The east wind has finally dropped. Even when the sun was shining, while it was blowing, it was not pleasant to be out in the garden, unless of course I was in the greenhouse. With a cold week ahead forecast, we have not wasted any time bringing the garden up to date. I purchased some plants online, which arrived on Saturday. Most of these are varieties not normally stocked in our village garden centre. They are quite small but with roots filling the plastic 9cm pots I am sure they will soon fill out, especially as I have put some chicken manure pellets round the root balls, when I potted them on into more sturdy terracotta pots.
Looking ahead to May, there are quite a few events on in the village. First, is the Fun Dog Show in the grounds of the Sea Marge on Bank Holiday May 1st, see posters throughout the village. Then on Sunday May 7th, the Parish Council are organising a Street Party, Treasure Hunt and Sandcastle Competition to celebrate the coronation of King Charles, again see posters as well as the notices in the village. Also on that weekend, there is Folk on the Pier in Cromer, which although not in the village, I have given it a mention as it is produced by village resident, Scott Butler, who brought Folk on the Strand to the Belfry Centre in February. On Monday 8th May, which as been decreed by King Charles as a community day, help is being sought to tidy St Martin’s churchyard. If you can help do go along with a selection of your garden tools. Refreshments will be available to helpers. Then, on Thursday 18th May, the Car Boot Sales on the Sports Field resume and, weather permitting, will be held every week until late September. This year I will be on the lookout for small garden pots and no doubt I won’t be able to resist the temptation to buy a few plants for the garden.

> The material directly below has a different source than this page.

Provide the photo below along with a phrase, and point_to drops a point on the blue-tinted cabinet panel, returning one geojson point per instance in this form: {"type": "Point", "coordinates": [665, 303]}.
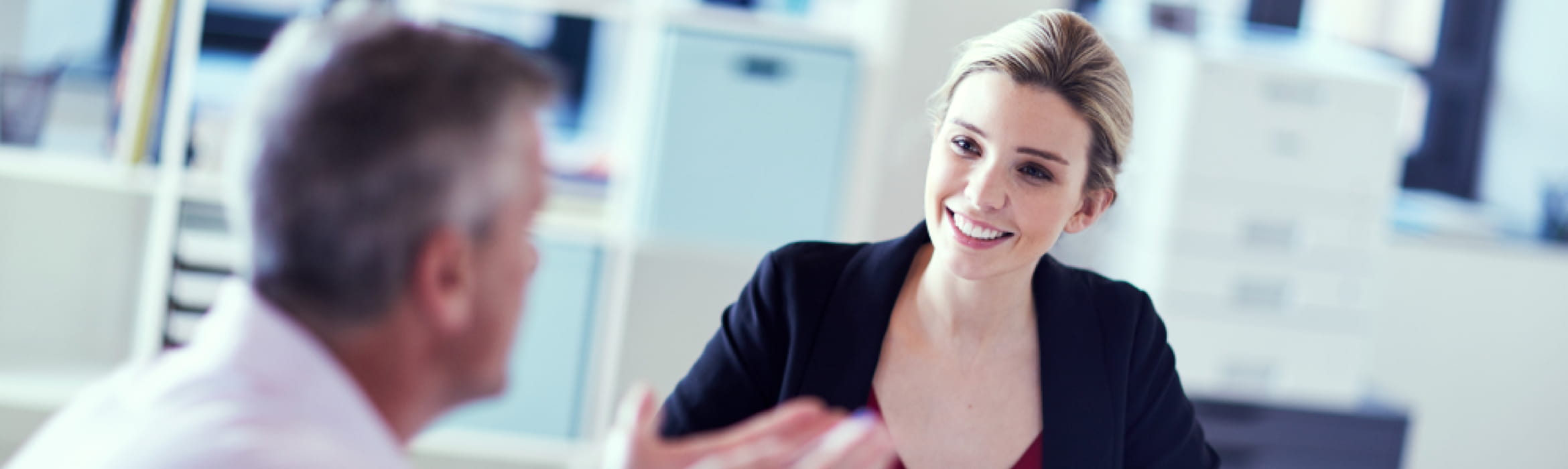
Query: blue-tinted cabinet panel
{"type": "Point", "coordinates": [750, 140]}
{"type": "Point", "coordinates": [549, 361]}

Today’s photo is of our musmula tree (known as loquat in the UK) which is happily growing at the end of our garden. There is a story behind this tree. We were walking in the Lourdas area in Kefalonia, in the late 1990’s, where we had been told there was a path from the beach, through the locals’ vegetable and fruit gardens and up to the village. Struggling to find the path an elderly lady, who was tending her garden, indicated there wasn’t a path but motioned us to wait while she picked us some fruits from her musmula tree. Our Greek was pretty well not existent then, so we had to manage with sign language! Receiving the fruits, was an early example of the generosity extended to us by locals on our visits to Greece. Perfectly ripe, the fruits were about the size of an apricot and the same colouring too. Juicy and sweet I kept the brown seeds inside one of the fruits, brought them home, where I planted them and they subsequently germinated. We kept two of them in pots and brought them with us when we moved here from Bucks. One tree died but the other has exceeded all expectations. Although it has never flowered and therefore never borne any fruit, it looks out to sea, just as its parent tree did and over the past fourteen years has taken the full brunt of the easterly winds, and yet every year it produces new shoots and leaves. I am totally amazed at its hardiness and who knows, maybe one year it will flower.